Une proposition qui provoque l'indignation du Syndicat national des collaborateurs parlementaires (SNCPFO) qui, dans sa missive au trésorier du groupe datée du 14 décembre, écrit :
"Élu depuis six législatures, vous ne pouvez ignorer que le crédit collaborateur est un crédit attribué aux députés, 'affecté à la rémunération de leurs collaborateurs', comme le précise depuis le 28 novembre 2014, l’alinéa 2 de l’article 18 du Règlement de l’Assemblée nationale. Toute autre utilisation de cette enveloppe budgétaire constitue à l’évidence un détournement.
Nous pouvons admettre que le crédit collaborateur soit reversé en partie au groupe, si et seulement si il s’agit de montants explicitement et strictement fléchés vers la rémunération de collaborateurs travaillant directement et personnellement avec le député en question.
Tel n’est manifestement pas l’objet de votre courrier qui concerne une situation bien différente. En effet, le crédit collaborateur ne peut en aucun cas servir à financer les cotisations générales d’un député à son groupe politique.
"
Il s'agirait donc selon eux d'un usage détourné de cette manne financière, sachant que les députés peuvent régler leurs cotisations via leurs deniers personnels mais aussi leur indemnité représentative de frais de mandat (IRFM). À noter que cette pratique est plutôt courante, mais le SNCPFO estime que la réforme du Règlement de l'Assemblée de 2014 l'interdit désormais.
# Ou pas détournement ?
Auprès du Lab, Christian Bataille conteste l'interprétation du syndicat de collaborateurs. "Il n'y a pas de détournement dans l'esprit", estime-t-il. Et de détailler son point de vue :
"Cela n'est pas contraire au Règlement de l'Assemblée et c'est absolument possible [de procéder ainsi] puisque le financement du groupe socialiste est consacré à 90% au paiement des salaires des collaborateurs du groupe.
"
Si des parlementaires venaient à répondre à son invitation et à payer de la sorte leurs cotisations, "le crédit collaborateur serait donc affecté au paiement des collaborateurs du groupe", conclut-il. Christian Bataille parle cependant des collaborateurs du groupe PS, et non de ceux employés individuellement par chaque député. Il glisse au passage un sérieux taquet au SNCPFO :
"Ce sont des assistants parisiens un peu agités qui font du bruit là-dessus. Je n'ai jamais eu de rendez-vous avec eux, ils ne m'ont jamais parlé. Ils sont plus ou moins dans le maquis, on ne les voit pas, on ne sait pas qui ils sont...
"
Les intéressés apprécieront.
Le Déontologue de l'Assemblée nationale, quant à lui, demande un peu de réflexion avant de se prononcer. Ferdinand Mélin-Soucramanien explique ainsi : "À première vue, je ne suis pas entièrement convaincu qu'il y ait un sujet entrant dans le champ de compétences du Déontologue de l'Assemblée." Sur le site de la chambre basse, le Déontologue est présenté comme un élément d'un "dispositif d’ensemble destiné à prévenir les conflits d’intérêts". Il est "chargé de recevoir les déclarations d’intérêts, de conseiller les députés sur toute situation délicate et d’alerter le Bureau en cas de manquement".
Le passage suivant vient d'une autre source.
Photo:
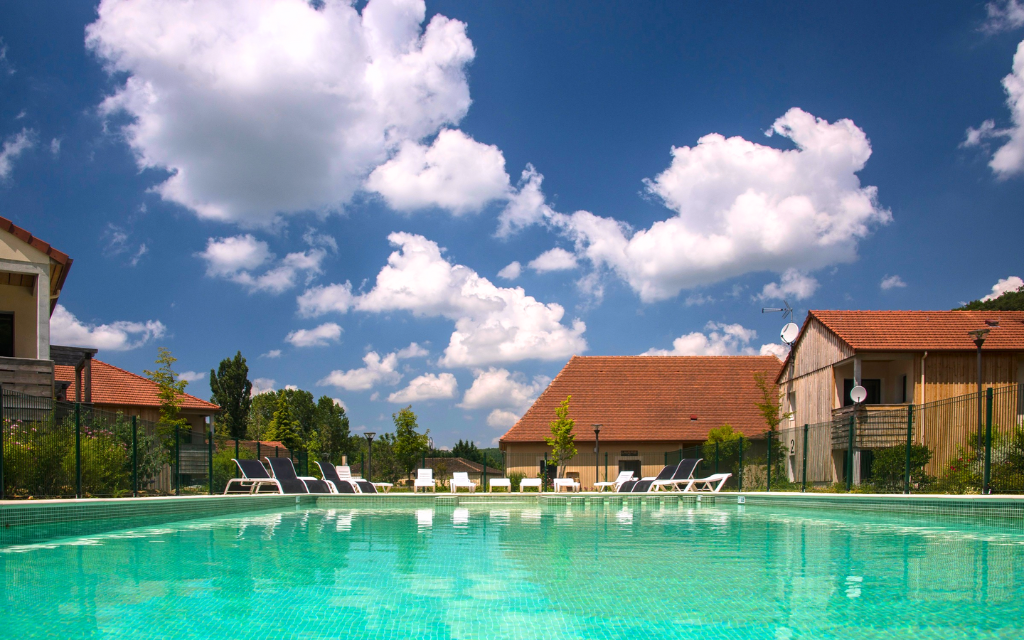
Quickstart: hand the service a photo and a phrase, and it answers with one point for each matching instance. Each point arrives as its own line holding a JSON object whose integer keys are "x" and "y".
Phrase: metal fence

Une source au sein de la HATVP se montre elle aussi assez sceptique quant à la "compétence" de l'institution sur ce genre de dossiers. "Nous ne sommes pas chargés de contrôler l'utilisation des fonds accordés par l'Assemblée nationale aux députés", dit-on, rappelant que la HATVP travaille surtout sur les déclarations de patrimoine et d'intérêt des élus et ministres.